Darüberhinaus wären auch aus – nicht vorliegenden - Schadensersatzgesichtspunkten die von Ihnen in Ansatz gebrachten Kosten nicht zu erstatten. Deren Höhe dürfte bereits sittenwidrig, zumindest aber überhöht sein. Hierbei wird eine Anfahrtszeit von über 20 Minuten, angebrochene 20 Minuten Arbeitszeit und eine Rückfahrtszeit von ebenfalls über 20 Minuten berechnet. Wäre die Firma tatsächlich aus der Offenbacher Landstraße gekommen, so hätte die normale Anfahrtszeit ca. fünf Minuten betragen. Ein Kostenvoranschlag ist im Übrigen regelmäßig kostenlos. Sofern Kosten geltend gemacht werden, muss darauf vorab hingewiesen werden.

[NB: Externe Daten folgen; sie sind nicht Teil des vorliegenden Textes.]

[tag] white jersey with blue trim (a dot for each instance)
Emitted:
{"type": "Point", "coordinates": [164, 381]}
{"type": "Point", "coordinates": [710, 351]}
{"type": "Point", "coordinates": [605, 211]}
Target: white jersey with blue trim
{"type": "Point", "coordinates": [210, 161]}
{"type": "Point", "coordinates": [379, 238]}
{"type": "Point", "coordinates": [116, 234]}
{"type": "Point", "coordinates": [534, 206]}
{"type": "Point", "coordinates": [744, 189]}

Auch unter Bezugnahme auf die anliegende Rechtsprechung des OLG Düsseldorf (OLG Düsseldorf, Urteil vom 6. 5. 2003 - 20 U 174/02) weisen wir Ihre Ansprüche zurück. Darüber hinaus haben Sie die Kosten unserer Beauftragung als Schadenersatz zu tragen. Diese werden wir Ihnen zu einem späteren Zeitpunkt gesondert in Rechnung stellen.

Wir haben Sie aufzufordern, bis zum 04.07.2005 schriftlich gegenüber unserer Kanzlei zu erklären, dass die von Ihnen behauptete Forderung gegenstandslos ist

Für den Fall, dass Sie nach wie vor der Ansicht sind, Ihnen stünde die behauptete Forderung zu, möchten Sie diese einklagen. In diesem Falle benennen Sie unsere Kanzlei bitte als zustellungsbevollmächtigt."